Pour tirer le succès de n’importe quel projet, les chefs de projet doivent comprendre la multitude de facteurs qui peuvent conduire à son échec. Une fois ce constat établi, un plan de gestion des risques peut être mis en place, dans lequel le suivi du temps doit être un élément clé.

Où se rejoignent la gestion des risques et le suivi du temps ?

Voici une base en gestion des risques, selon ChatGPT 3.5 :

« Le principe du risque projet consiste à aborder de façon systématique les incertitudes et interruptions potentielles d’un projet en identifiant, évaluant, planifiant et surveillant les risques tout au long de son cycle de vie. Une gestion efficace des risques permet d’augmenter les chances de succès d’un projet et de minimiser les impacts négatifs d’événements imprévus. »
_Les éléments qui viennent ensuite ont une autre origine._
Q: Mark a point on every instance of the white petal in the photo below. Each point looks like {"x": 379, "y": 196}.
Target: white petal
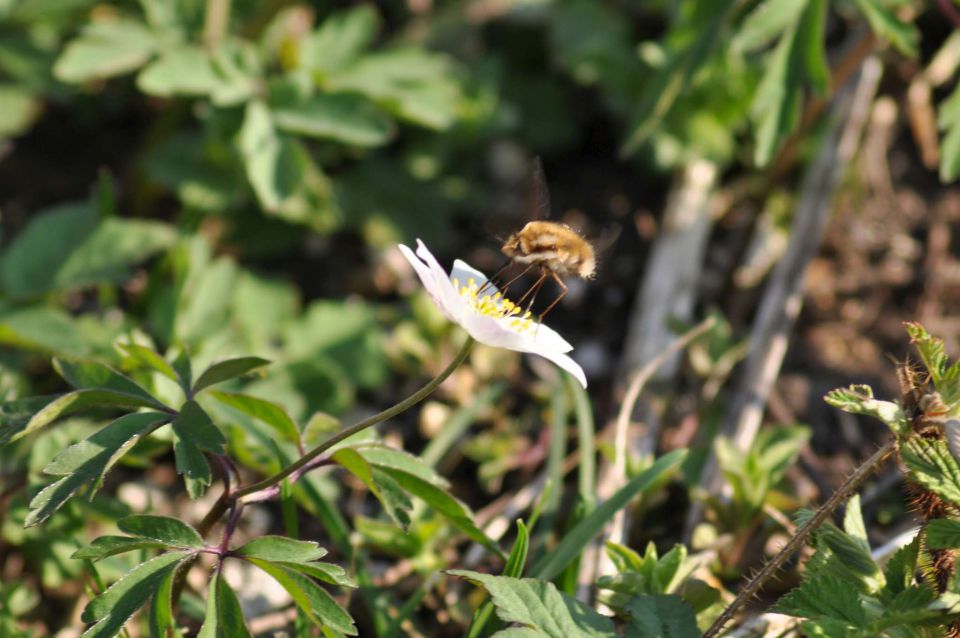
{"x": 464, "y": 272}
{"x": 565, "y": 362}
{"x": 428, "y": 280}
{"x": 449, "y": 296}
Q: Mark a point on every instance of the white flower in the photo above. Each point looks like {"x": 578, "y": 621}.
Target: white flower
{"x": 469, "y": 300}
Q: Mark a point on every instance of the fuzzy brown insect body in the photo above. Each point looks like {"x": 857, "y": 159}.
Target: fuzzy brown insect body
{"x": 554, "y": 247}
{"x": 556, "y": 250}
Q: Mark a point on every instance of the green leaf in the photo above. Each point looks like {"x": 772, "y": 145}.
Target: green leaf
{"x": 900, "y": 571}
{"x": 943, "y": 533}
{"x": 20, "y": 109}
{"x": 394, "y": 459}
{"x": 277, "y": 166}
{"x": 518, "y": 554}
{"x": 661, "y": 616}
{"x": 163, "y": 529}
{"x": 538, "y": 605}
{"x": 104, "y": 49}
{"x": 67, "y": 404}
{"x": 43, "y": 329}
{"x": 326, "y": 572}
{"x": 226, "y": 370}
{"x": 858, "y": 399}
{"x": 932, "y": 466}
{"x": 281, "y": 548}
{"x": 444, "y": 504}
{"x": 111, "y": 609}
{"x": 768, "y": 20}
{"x": 181, "y": 70}
{"x": 224, "y": 618}
{"x": 270, "y": 413}
{"x": 105, "y": 546}
{"x": 381, "y": 485}
{"x": 577, "y": 538}
{"x": 340, "y": 39}
{"x": 676, "y": 76}
{"x": 70, "y": 246}
{"x": 148, "y": 358}
{"x": 194, "y": 432}
{"x": 312, "y": 599}
{"x": 86, "y": 463}
{"x": 948, "y": 118}
{"x": 94, "y": 375}
{"x": 345, "y": 118}
{"x": 162, "y": 620}
{"x": 409, "y": 83}
{"x": 887, "y": 25}
{"x": 824, "y": 597}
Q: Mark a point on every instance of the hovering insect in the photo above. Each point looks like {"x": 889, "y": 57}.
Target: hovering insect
{"x": 555, "y": 249}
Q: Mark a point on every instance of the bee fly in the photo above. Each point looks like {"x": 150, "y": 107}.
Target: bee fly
{"x": 554, "y": 249}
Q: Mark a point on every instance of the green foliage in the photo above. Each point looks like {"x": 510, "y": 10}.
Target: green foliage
{"x": 540, "y": 607}
{"x": 754, "y": 475}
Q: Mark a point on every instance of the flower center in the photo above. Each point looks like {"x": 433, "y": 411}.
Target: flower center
{"x": 496, "y": 305}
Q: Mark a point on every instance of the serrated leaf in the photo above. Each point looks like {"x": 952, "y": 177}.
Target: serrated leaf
{"x": 410, "y": 83}
{"x": 392, "y": 458}
{"x": 444, "y": 504}
{"x": 858, "y": 399}
{"x": 162, "y": 620}
{"x": 105, "y": 49}
{"x": 92, "y": 375}
{"x": 105, "y": 546}
{"x": 195, "y": 433}
{"x": 346, "y": 118}
{"x": 888, "y": 26}
{"x": 150, "y": 359}
{"x": 180, "y": 70}
{"x": 517, "y": 559}
{"x": 72, "y": 246}
{"x": 224, "y": 618}
{"x": 900, "y": 571}
{"x": 390, "y": 494}
{"x": 768, "y": 20}
{"x": 932, "y": 466}
{"x": 824, "y": 597}
{"x": 227, "y": 369}
{"x": 661, "y": 616}
{"x": 263, "y": 410}
{"x": 326, "y": 572}
{"x": 538, "y": 605}
{"x": 942, "y": 533}
{"x": 163, "y": 529}
{"x": 281, "y": 548}
{"x": 948, "y": 119}
{"x": 87, "y": 462}
{"x": 111, "y": 609}
{"x": 67, "y": 404}
{"x": 577, "y": 538}
{"x": 340, "y": 39}
{"x": 312, "y": 599}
OK, génial. Mais comment le suivi du temps s’intègre-t-il dans le processus de gestion des risques ? Définissons le suivi du temps. Chat GPT3.5, éclaire-nous encore :

« Le suivi du temps dans les projets est le processus de surveillance et d’enregistrement du temps passé sur différentes tâches, activités ou phases d’un projet. C’est un aspect crucial de la gestion de projet qui aide les chefs de projet, les équipes et parties prenantes à obtenir des informations sur la façon dont le temps est alloué, à identifier les éventuels goulets d’étranglement ou inefficacités, et à s’assurer que le projet reste dans les délais. »

Encore une fois, parfait. Mais...

Ici, nous allons nous concentrer précisément sur la façon dont le suivi du temps doit être un élément essentiel de votre stratégie de gestion des risques.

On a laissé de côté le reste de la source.